Clinical Development and Medical Affairs: Support for innovation in clinical trials
There are a number of requirements that could be clarified by the Act. I will highlight a few I think are most impactful.
The first is section 2021 which discusses the use of biomarkers. It establishes a process whereby biomedical research consortia can identify and agree upon biomarkers, then submit those biomarkers to the FDA for their review and approval, and once approved can be used by industry as surrogate endpoint. Draft guidance on this process is due no later than 24 months after enactment.
The second is subsection 2061, focused on broader use of adaptive trial design and Bayesian statistics. The Act requires the FDA to update and finalize the guidance on adaptive trial design within 18 months and issue draft guidance on the use of Bayesian statistical models within 48 months. So not exactly pushing the envelope on the Bayesian timeline for draft guidance.
The next is subsection 2062 deals with the use of “real world” observational / registry / safety data in the application for additional indications or to meet post-approval requirements. It requires that a program for the use of this type of data in these ways be established within 24 months including delineating when this type of data will be acceptable to the FDA, the standards and methods needed to be followed when collecting this data. One year after the program is up and running draft guidance is due and then a year after that final guidance is due.
Implications for CD MA
The implications of the acceptance of biomarkers as acceptable surrogate endpoints should have huge implications. Currently these endpoints are gathered but are not relied upon for fear that they will not be acceptable. Knowing in advance that they will be acceptable to the FDA will allow for much more streamlined data collection efforts.

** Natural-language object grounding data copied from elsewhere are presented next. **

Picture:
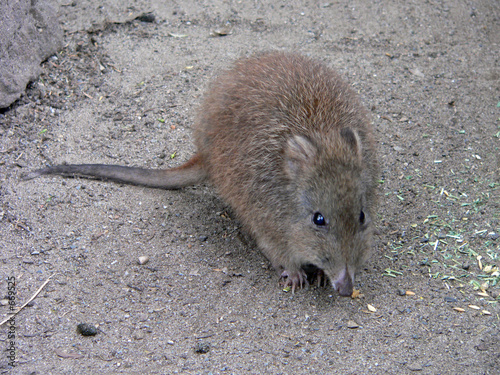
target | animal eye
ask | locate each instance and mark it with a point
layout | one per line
(362, 217)
(319, 220)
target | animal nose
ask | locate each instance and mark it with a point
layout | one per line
(344, 283)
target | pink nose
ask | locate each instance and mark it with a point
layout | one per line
(343, 284)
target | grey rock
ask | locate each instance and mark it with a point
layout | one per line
(29, 34)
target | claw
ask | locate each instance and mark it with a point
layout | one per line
(293, 279)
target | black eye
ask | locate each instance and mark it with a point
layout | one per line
(362, 217)
(319, 220)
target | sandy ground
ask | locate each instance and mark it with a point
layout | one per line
(126, 91)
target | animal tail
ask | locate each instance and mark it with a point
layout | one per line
(190, 173)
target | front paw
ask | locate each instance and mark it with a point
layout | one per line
(293, 279)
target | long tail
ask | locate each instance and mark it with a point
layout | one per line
(190, 173)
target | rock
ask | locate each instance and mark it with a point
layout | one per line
(29, 34)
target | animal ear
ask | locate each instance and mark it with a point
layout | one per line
(351, 137)
(299, 154)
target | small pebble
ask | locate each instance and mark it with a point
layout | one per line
(86, 329)
(146, 17)
(352, 324)
(415, 367)
(493, 235)
(202, 347)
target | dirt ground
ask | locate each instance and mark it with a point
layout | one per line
(124, 90)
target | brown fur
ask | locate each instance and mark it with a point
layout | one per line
(283, 138)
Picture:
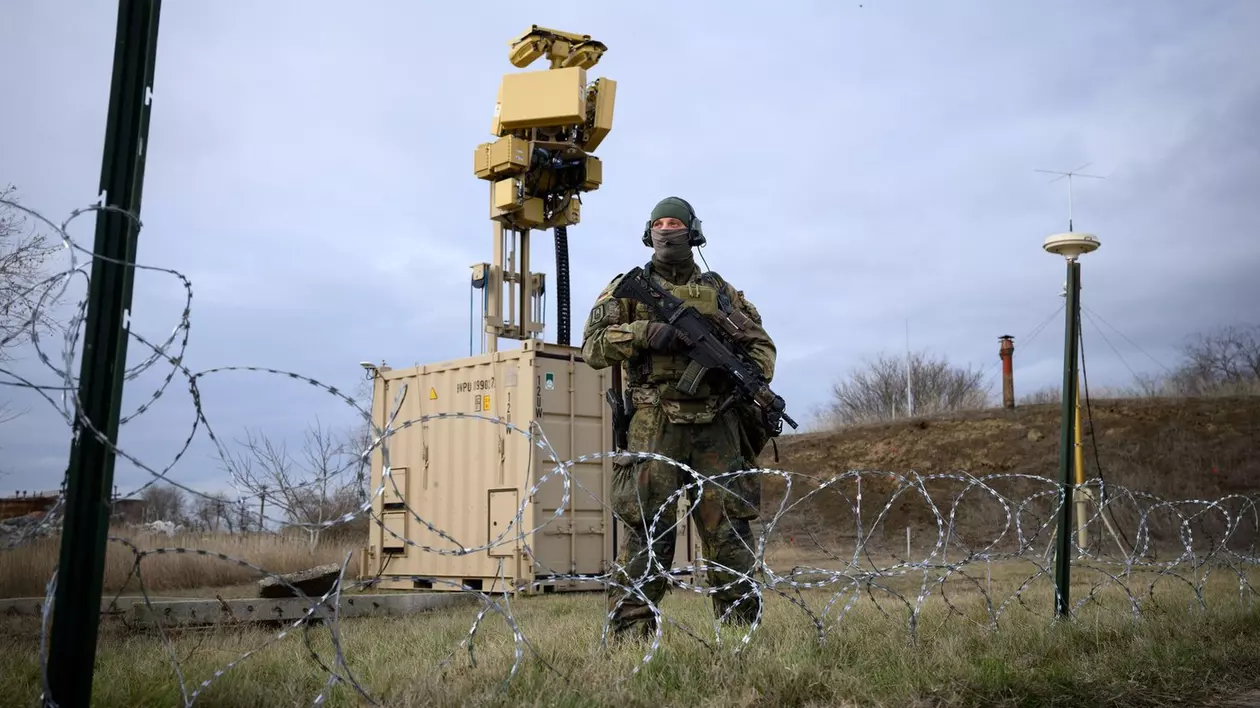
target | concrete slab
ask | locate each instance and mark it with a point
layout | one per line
(202, 612)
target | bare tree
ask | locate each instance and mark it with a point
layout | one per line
(316, 488)
(24, 252)
(1222, 362)
(164, 503)
(213, 513)
(877, 389)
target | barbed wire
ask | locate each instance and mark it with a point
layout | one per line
(1139, 541)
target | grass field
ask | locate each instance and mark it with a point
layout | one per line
(24, 571)
(1172, 655)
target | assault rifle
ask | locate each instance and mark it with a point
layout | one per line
(710, 348)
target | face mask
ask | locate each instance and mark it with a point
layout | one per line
(670, 245)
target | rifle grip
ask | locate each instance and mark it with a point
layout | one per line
(692, 377)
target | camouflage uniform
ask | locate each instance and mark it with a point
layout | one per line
(683, 428)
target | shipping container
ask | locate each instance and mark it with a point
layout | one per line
(470, 478)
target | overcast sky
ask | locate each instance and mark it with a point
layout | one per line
(857, 166)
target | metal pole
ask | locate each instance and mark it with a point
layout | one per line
(1082, 537)
(77, 601)
(1066, 449)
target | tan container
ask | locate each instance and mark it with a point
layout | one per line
(470, 478)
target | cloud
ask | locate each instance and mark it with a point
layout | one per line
(857, 168)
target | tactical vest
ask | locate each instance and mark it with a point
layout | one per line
(657, 373)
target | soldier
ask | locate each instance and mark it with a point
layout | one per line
(624, 333)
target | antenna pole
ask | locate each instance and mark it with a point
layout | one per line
(1069, 175)
(1069, 202)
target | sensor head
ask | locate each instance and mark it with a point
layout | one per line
(1071, 245)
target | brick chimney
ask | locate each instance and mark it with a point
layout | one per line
(1008, 386)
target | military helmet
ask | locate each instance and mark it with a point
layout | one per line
(679, 209)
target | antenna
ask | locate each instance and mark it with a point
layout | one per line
(1069, 175)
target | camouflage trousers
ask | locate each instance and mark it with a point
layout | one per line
(641, 486)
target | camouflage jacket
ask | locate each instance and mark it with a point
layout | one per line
(615, 334)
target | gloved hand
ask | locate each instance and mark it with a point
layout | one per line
(663, 338)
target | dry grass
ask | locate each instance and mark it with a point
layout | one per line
(24, 571)
(1169, 656)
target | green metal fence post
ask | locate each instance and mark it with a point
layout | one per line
(1066, 445)
(77, 602)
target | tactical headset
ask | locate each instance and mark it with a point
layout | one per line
(694, 234)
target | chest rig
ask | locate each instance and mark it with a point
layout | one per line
(659, 372)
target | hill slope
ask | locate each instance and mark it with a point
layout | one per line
(1171, 449)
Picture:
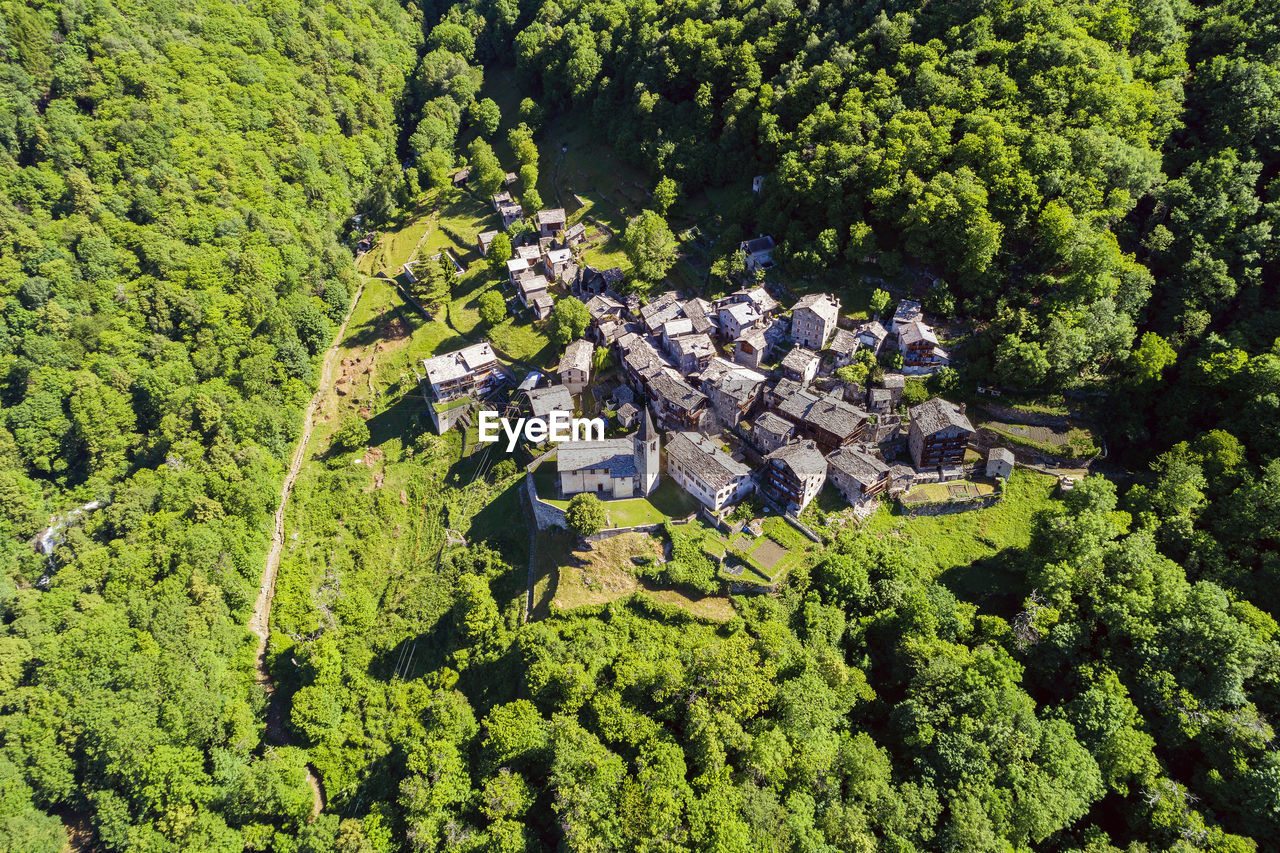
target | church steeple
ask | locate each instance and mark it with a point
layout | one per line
(648, 460)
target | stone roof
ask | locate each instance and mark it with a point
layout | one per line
(617, 455)
(824, 413)
(677, 327)
(844, 342)
(676, 392)
(863, 468)
(908, 311)
(743, 313)
(937, 414)
(799, 359)
(717, 369)
(705, 459)
(872, 329)
(533, 284)
(577, 356)
(455, 365)
(824, 305)
(693, 345)
(917, 331)
(544, 401)
(758, 297)
(773, 424)
(801, 457)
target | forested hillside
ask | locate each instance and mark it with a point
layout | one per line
(173, 183)
(1095, 187)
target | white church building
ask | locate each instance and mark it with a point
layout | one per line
(613, 468)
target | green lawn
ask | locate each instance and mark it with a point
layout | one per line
(668, 501)
(940, 543)
(941, 492)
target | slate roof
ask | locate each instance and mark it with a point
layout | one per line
(531, 284)
(694, 345)
(863, 468)
(676, 392)
(824, 413)
(603, 305)
(677, 327)
(705, 460)
(799, 359)
(758, 297)
(821, 304)
(917, 331)
(937, 414)
(544, 401)
(615, 454)
(455, 365)
(743, 313)
(801, 457)
(577, 356)
(872, 329)
(906, 311)
(844, 342)
(551, 215)
(773, 424)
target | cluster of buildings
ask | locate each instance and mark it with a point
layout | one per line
(545, 260)
(731, 396)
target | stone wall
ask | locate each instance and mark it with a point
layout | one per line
(544, 514)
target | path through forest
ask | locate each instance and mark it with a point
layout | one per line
(261, 619)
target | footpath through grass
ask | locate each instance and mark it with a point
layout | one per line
(944, 542)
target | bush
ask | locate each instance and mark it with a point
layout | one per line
(493, 308)
(351, 436)
(585, 514)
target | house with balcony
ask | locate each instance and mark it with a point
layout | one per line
(700, 466)
(937, 434)
(792, 475)
(813, 320)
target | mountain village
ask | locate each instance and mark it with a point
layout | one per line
(725, 398)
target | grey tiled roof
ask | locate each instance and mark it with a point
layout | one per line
(773, 424)
(801, 457)
(577, 356)
(799, 359)
(860, 466)
(615, 454)
(705, 459)
(544, 401)
(937, 414)
(676, 392)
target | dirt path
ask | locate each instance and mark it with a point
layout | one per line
(260, 621)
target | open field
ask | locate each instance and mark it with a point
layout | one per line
(570, 576)
(942, 492)
(947, 542)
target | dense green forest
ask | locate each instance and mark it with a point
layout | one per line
(1093, 186)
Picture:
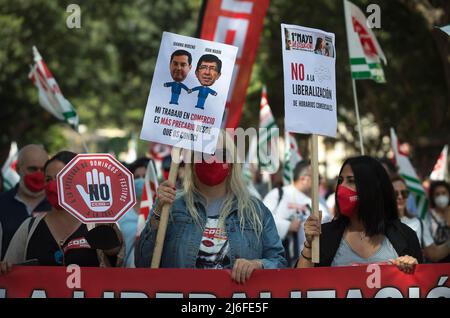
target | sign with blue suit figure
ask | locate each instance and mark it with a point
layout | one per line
(188, 92)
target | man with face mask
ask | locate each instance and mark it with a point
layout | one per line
(291, 206)
(28, 197)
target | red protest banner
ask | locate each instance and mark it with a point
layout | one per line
(238, 23)
(373, 281)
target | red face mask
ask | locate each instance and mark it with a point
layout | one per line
(212, 173)
(52, 194)
(347, 200)
(35, 182)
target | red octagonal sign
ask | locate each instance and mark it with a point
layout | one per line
(96, 188)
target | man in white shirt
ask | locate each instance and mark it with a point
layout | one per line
(291, 206)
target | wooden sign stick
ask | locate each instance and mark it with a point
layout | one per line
(161, 235)
(315, 193)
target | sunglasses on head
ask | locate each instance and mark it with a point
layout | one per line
(403, 193)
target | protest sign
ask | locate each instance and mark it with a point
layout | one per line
(310, 94)
(309, 80)
(188, 92)
(96, 188)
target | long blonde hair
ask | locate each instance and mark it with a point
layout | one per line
(235, 189)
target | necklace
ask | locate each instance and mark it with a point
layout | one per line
(362, 235)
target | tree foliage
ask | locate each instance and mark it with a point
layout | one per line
(105, 67)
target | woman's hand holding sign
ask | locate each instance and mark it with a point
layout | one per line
(99, 196)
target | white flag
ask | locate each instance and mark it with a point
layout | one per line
(365, 52)
(440, 168)
(408, 173)
(50, 96)
(9, 173)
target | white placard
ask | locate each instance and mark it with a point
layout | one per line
(188, 92)
(309, 59)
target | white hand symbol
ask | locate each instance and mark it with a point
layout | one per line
(99, 195)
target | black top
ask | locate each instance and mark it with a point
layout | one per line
(402, 237)
(12, 215)
(75, 250)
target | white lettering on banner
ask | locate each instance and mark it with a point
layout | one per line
(374, 279)
(39, 293)
(74, 279)
(237, 6)
(232, 29)
(354, 293)
(321, 294)
(78, 294)
(388, 292)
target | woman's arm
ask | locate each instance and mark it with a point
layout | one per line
(144, 247)
(312, 228)
(273, 250)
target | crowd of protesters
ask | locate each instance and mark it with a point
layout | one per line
(217, 222)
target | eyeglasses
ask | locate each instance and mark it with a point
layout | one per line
(207, 67)
(403, 193)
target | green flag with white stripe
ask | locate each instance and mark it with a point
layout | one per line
(268, 138)
(408, 173)
(365, 52)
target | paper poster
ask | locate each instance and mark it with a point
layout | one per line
(309, 60)
(188, 92)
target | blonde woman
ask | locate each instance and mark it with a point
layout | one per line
(214, 223)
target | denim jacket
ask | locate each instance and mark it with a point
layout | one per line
(183, 239)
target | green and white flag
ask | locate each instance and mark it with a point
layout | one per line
(440, 169)
(445, 29)
(408, 173)
(291, 157)
(268, 138)
(365, 52)
(251, 161)
(50, 96)
(9, 172)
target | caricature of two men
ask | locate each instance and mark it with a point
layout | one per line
(208, 71)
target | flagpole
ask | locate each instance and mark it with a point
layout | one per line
(355, 97)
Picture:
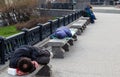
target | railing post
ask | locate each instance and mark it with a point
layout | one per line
(58, 22)
(2, 52)
(51, 26)
(25, 36)
(64, 21)
(40, 31)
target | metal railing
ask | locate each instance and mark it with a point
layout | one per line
(33, 35)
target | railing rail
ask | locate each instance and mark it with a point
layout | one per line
(33, 35)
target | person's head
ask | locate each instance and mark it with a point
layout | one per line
(25, 65)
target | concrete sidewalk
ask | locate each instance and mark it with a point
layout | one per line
(109, 9)
(96, 53)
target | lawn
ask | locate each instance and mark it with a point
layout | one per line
(8, 31)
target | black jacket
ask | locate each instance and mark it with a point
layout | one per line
(34, 53)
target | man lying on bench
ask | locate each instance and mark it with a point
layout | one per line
(63, 32)
(26, 59)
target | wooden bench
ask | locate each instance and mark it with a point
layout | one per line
(80, 25)
(86, 18)
(59, 46)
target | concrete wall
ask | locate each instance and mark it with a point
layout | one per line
(55, 12)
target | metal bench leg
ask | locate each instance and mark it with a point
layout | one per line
(70, 42)
(44, 72)
(79, 32)
(58, 52)
(66, 47)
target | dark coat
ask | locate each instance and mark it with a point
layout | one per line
(34, 53)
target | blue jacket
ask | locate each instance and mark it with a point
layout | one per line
(61, 33)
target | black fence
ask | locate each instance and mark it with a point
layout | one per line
(70, 6)
(13, 17)
(33, 35)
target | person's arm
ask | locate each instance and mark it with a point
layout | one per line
(43, 60)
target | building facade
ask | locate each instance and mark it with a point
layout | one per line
(102, 2)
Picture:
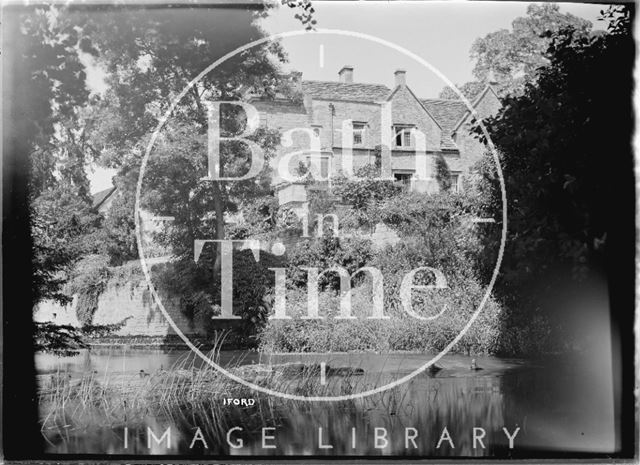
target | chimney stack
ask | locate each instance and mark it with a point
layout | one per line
(346, 74)
(400, 77)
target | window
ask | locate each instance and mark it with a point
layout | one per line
(403, 178)
(358, 133)
(319, 166)
(402, 136)
(455, 182)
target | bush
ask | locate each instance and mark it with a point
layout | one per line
(325, 252)
(400, 333)
(89, 279)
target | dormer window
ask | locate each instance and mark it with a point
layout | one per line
(358, 133)
(402, 136)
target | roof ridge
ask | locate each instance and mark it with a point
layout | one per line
(348, 83)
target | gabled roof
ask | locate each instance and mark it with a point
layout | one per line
(100, 197)
(331, 90)
(447, 113)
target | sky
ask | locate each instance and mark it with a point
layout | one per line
(440, 33)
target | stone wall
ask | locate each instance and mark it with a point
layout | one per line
(130, 302)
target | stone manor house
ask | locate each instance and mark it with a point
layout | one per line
(344, 114)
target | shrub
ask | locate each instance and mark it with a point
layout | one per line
(89, 279)
(325, 252)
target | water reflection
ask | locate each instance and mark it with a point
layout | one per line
(551, 406)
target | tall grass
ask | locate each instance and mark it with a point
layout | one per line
(191, 393)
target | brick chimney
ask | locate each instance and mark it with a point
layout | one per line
(346, 74)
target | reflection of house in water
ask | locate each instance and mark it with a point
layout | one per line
(345, 115)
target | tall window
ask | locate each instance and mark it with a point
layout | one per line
(455, 182)
(405, 179)
(358, 133)
(402, 136)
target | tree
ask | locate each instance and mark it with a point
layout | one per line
(514, 56)
(149, 64)
(560, 188)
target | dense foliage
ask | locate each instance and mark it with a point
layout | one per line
(511, 58)
(562, 189)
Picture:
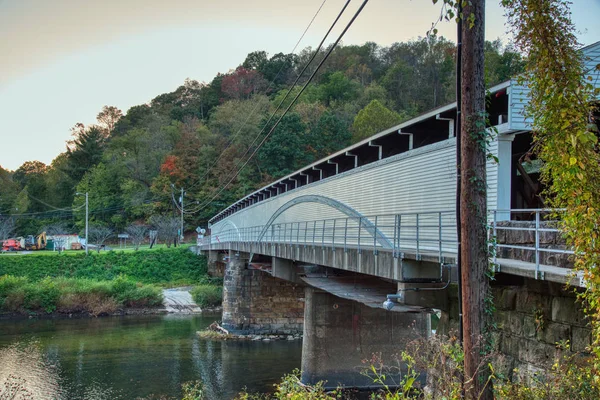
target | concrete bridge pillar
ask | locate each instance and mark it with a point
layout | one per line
(339, 334)
(215, 266)
(254, 302)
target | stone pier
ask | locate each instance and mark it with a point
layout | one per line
(254, 302)
(339, 334)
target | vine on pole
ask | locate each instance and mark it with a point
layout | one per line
(562, 104)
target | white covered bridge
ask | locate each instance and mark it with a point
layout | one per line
(396, 193)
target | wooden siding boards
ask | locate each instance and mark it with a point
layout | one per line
(518, 94)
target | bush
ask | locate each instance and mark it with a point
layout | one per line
(173, 267)
(208, 295)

Further clarity on adaptive trial design will be helpful but not earth-shattering. Adaptive trial design draft guidance already exists so all the act is really doing to pushing to get it out of the draft phase and finalized which should reduce risk and make adaptive trial designs more acceptable to less risk-tolerant organizations. This will hopefully push into becoming a standard in P2 trials, reducing the need for multiple trials. I’m not really qualified to discuss how the Bayesian statistical model impact development – if you understand this better than me please leave a note in the comments.
The “real world” data requirement, assuming it produces clear definitions from the FDA about the qualities that the data has to have to be acceptable, could be a dual edged sword. On the one hand, if they have very high expectations about the quality and cleanliness of this data in some cases, especially registries, it could raise the costs. On the other hand, clear definition of what data will be acceptable for additional indication applications will allow for the use of this data more broadly and thus more of these studies to be conducted, which is great overall for pharma.